Firefighters worked feverishly Wednesday to gain control of the fires, with one blaze in the central part of the state burning with little containment after destroying at least 56 structures, authorities said.
Officials couldn't immediately say how many of the burned structures were homes but they expected the number to rise considerably as they continue their assessment of the fire-ravaged area between Fountain Green and Fairview and north across the Utah County line.
The Wood Hollow Fire in Sanpete County had grown to about 46,000 acres, or 72 square miles, by Wednesday evening. Three firefighters suffered minor injuries, authorities said.
The blaze is the largest of several burning in Utah. Officials re-opened U.S. 89 Wednesday and an evacuation order for the roughly 1,200 residents of Fairview was lifted, said Mayor Jonathan Benson.
However, authorities said they're still concerned about winds picking up and hampering the containment effort, which sat at about 15 percent Wednesday night.
Sanpete County sheriff's officials said they have a tentative identification on a body found Tuesday morning in an evacuation zone but were waiting for confirmation from a medical examiner.
Sheriff Brian Nielson said "great progress" has been made to build fire lines on the southeast edge of the blaze.
Benson said area ranchers and farmers chipped in Tuesday with a local construction company's bulldozers to cut fire lines around Fairview.
"It made a huge difference," said Sanpete County Commissioner Spencer Cox.
Elsewhere in the state, the New Harmony Fire near St. George started Wednesday afternoon and had grown to 1,000 acres by nightfall. Fire officials said one structure has been destroyed and an undetermined number of residents near New Harmony and Bumblebee have evacuated their homes. The Red Cross set up an evacuation center at Delta High School in Delta.
The fire was burning about three miles north of Zion National Park, prompting park officials to close an area known as the Kolob section. Officials said Route 15 between the Kolob exit and Cedar City, and the Kolob Scenic Drive and Visitor Center have been closed.
Officials said there was no containment on the Seeley Fire, which has forced evacuations in Clear Creek, Hiawatha, Wattis and Scofield.
That blaze has burned more than 10,000 acres, Manti-La Sal National Forest spokeswoman Rosann Fillmore said Wednesday.
In addition to summer and year-round residents in those communities, about 100 girls at a camp and a group of Boy Scouts have been evacuated.

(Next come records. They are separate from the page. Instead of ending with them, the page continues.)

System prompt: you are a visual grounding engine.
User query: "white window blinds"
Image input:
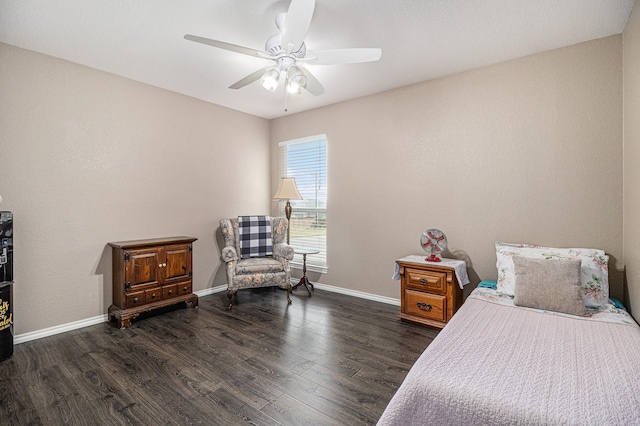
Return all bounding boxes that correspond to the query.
[279,135,327,273]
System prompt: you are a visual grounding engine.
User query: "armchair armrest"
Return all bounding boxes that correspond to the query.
[222,246,238,262]
[273,243,294,260]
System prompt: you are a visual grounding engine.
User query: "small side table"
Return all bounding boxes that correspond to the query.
[291,248,320,297]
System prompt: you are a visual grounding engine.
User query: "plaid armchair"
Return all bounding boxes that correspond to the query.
[220,217,294,309]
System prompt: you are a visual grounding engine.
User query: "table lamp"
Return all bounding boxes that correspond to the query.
[273,178,302,244]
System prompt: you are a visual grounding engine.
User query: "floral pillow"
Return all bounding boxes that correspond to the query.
[496,241,609,308]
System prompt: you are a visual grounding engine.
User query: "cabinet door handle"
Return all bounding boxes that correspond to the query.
[416,302,433,311]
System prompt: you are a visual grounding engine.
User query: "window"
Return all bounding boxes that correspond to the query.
[279,135,327,273]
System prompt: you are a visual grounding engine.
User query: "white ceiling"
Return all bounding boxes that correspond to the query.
[0,0,635,118]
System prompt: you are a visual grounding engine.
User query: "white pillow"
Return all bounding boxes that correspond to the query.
[496,241,609,308]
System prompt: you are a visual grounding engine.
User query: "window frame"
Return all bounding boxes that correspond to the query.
[278,134,329,273]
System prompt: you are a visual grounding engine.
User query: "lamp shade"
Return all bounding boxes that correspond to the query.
[273,178,302,200]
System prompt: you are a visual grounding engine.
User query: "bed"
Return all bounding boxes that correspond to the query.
[378,243,640,426]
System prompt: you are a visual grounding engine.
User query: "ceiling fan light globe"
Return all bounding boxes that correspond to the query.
[260,68,280,92]
[286,84,302,95]
[287,66,307,94]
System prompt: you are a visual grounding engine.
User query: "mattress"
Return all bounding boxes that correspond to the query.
[378,288,640,426]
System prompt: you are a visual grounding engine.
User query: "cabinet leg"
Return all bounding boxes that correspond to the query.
[120,318,131,329]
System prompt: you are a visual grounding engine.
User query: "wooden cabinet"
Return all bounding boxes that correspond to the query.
[397,260,462,328]
[109,237,198,328]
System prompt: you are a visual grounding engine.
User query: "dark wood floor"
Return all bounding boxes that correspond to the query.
[0,289,437,425]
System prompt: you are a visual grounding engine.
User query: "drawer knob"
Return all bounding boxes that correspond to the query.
[416,302,433,311]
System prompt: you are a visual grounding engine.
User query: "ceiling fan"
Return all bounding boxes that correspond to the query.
[184,0,382,96]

"It's moving. We've got high winds again today," Fillmore said, adding the flames were quickly consuming dead trees killed by beetle infestations.
The Church Camp fire, burning about 20 miles south of Duchesne, has charred about 5,200 acres and was 5 percent contained as of late Wednesday night. Officials have evacuated about 30 people in nearby Argyle Canyon. The blaze has destroyed about 12 structures.
The 12,000-acre Clay Springs Fire near Nephi forced the evacuation of the small communities of Oak City and Fool Creek, fire officials said late Wednesday night. The number of evacuees wasn't immediately clear, but the officials said the blaze was threatening about 100 structures.
Fire spokesman Jason Curry said the multiple blazes have put the state "way ahead of schedule" this fire season.
"Right now we're operating near full capacity," Curry said, adding that fire officials have called in reinforcements from across the West. "We haven't had the need for that level of fire management, expertise and capacity for several years."
Utah County sheriff's Sgt. Harold Curtis said cooler temperatures early Wednesday morning gave crews just enough time to finish cutting fire lines in the Birdseye area just north of Sanpete County. That effort, along with sustained work overnight, helped save several ranches.
Though the winds kicked up again Wednesday afternoon, authorities in Utah County finally opened the remaining stretch of U.S. 89 from the county line to Spanish Fork.
Just inside the Sanpete line, firefighting helicopters could still be seen dipping 2,600-gallon buckets into irrigation ponds, then dumping the water on sections of the Wood Hollow Fire that still raged.
Crews used the long gravel driveway that led to a ranch once owned by country music singer Willie Nelson to reach the fire that was churning through cedar, juniper and sagebrush.
The ranch is no longer owned by Nelson, but a sign bearing the initials WN was visible through the choking smoke along the charred hillside.
"The fire came as close as it can without burning any of it," Curtis said.